O trio da Fabula Nova Crystallis

Originalmente, Final Fantasy Versus XIII era parte integrante de um trio de jogos anunciados durante a E3 de 2006, intitulado pela produtora de Fabula Nova Crystallis: Final Fantasy XIII. Era uma trilogia da saga Fabula Nova Crystallis formada por Final Fantasy XIII (Multi), Final Fantasy Versus XIII (PS3) e Final Fantasy Agito XIII (Mobile). Esse arco da franquia tinha a intenção de fazer games com histórias que trouxessem a magia para um mundo mais realista e parecido com o nosso, fazendo com que Final Fantasy se aproximasse mais da realidade dos jogadores.

Porém, mesmo com a boa recepção dos fãs na época, Final Fantasy Versus XIII continuou na fase de pré-produção por anos. A explicação por trás do atraso nunca foi esclarecida diretamente, contudo, a hipótese mais provável é que, com a produção do filme de animação Final Fantasy VII: Advent Children (Tetsuya Nomura, Takeshi Nozue, 2005), o líder de animação em CGI, Eiji Kitada, e outro animador central deixaram o projeto para se focarem na nova versão do filme para blu-ray, Final Fantasy VII: Advent Children Complete (Tetsuya Nomura, Takeshi Nozue, 2009) e mais tarde saíram da Square Enix para prosseguirem com seus trabalhos de arte visual em outros ramos da indústria audiovisual.


Aos fãs mais antigos, o primeiro trailer de Final Fantasy Versus XIII.

Por certo, não foi apenas a saída de membros chaves da equipe técnica de Final Fantasy Versus XIII que influenciaram no quase abandono do game por anos a fio. Outros fatores, sejam eles internos ou externos, também devem ser levados em conta, como a diferença de opiniões sobre a própria história do jogo. Final Fantasy Versus XIII havia sido anunciado como parte de uma trilogia, contudo, a Square Enix decidiu que o jogo deveria ser independente do primeiro título, mas ambientado no mesmo universo da saga Fabula Nova Crystallis. Isso ia contra a visão dos roteiristas, que desejavam uma ligação mais próxima entre os três games.

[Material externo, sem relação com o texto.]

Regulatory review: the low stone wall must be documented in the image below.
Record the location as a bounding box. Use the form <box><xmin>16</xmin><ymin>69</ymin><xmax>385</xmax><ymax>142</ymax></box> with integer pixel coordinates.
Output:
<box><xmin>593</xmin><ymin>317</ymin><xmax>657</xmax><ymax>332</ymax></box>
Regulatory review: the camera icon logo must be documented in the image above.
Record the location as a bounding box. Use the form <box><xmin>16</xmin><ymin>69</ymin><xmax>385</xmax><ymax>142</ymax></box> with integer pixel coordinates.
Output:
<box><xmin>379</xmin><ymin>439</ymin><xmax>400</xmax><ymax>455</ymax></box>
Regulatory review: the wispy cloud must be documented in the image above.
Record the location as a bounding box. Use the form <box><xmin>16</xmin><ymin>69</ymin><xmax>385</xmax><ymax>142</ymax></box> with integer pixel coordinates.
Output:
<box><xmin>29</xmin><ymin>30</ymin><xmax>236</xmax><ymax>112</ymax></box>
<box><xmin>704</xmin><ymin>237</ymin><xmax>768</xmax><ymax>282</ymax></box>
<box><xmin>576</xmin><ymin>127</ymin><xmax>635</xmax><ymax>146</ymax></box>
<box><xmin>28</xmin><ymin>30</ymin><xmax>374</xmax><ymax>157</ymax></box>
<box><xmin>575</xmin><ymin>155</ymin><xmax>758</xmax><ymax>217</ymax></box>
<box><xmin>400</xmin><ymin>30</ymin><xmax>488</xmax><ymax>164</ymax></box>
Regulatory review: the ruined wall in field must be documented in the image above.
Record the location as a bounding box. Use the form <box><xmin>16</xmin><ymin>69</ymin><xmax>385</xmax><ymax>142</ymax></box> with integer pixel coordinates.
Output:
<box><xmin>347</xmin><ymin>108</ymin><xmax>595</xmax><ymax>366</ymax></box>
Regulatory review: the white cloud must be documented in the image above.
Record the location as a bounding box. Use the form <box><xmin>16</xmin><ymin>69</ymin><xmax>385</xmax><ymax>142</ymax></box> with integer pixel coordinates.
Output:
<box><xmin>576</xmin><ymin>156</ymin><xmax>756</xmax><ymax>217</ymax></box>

Devido à indecisão quanto ao futuro de Final Fantasy Versus XIII, a Square Enix transformou Final Fantasy XIII em uma subsérie do arco Fabula Nova Crystallis. Ao ter sua história própria, a ramificação da saga dos cristais foi denominada Lightning Saga, com títulos protagonizados pela cavaleira Lightning. Seguindo essa mesma tendência, Final Fantasy Agito XIII se tornou Final Fantasy Type-0 (PSP/PSVita), trazendo outro enredo e outros personagens ao novo arco temático de Final Fantasy.  

Lightning, Noctis e Ace coexistiriam em uma história que entrelaçaria os três jogos.

Crisis Core e Type-0: Hajime Tabata na direção

Depois de um ano de silêncio, entre 2008 e 2009, um novo trailer de Final Fantasy Versus XIII foi exibido na Tokyo Game Show 2009 com a intenção de mostrar aos fãs que o jogo não havia sido esquecido. Nos anos seguintes, o RPG passou por mudanças na mecânica e no visual, porém, a chegada da oitava geração de consoles — representada majoritariamente pelo PlayStation 4 e pelo Xbox One — fez com que os planos da Square Enix mudassem novamente. Apesar do intervalo de produção e da falta de notícias do então novo título de Final Fantasy, a boa notícia veio em 2012 quando o presidente da Square Enix, Yoichi Wada, desmentiu os rumores do cancelamento de Final Fantasy Versus XIII e afirmou que o game continuava nos planos da desenvolvedora.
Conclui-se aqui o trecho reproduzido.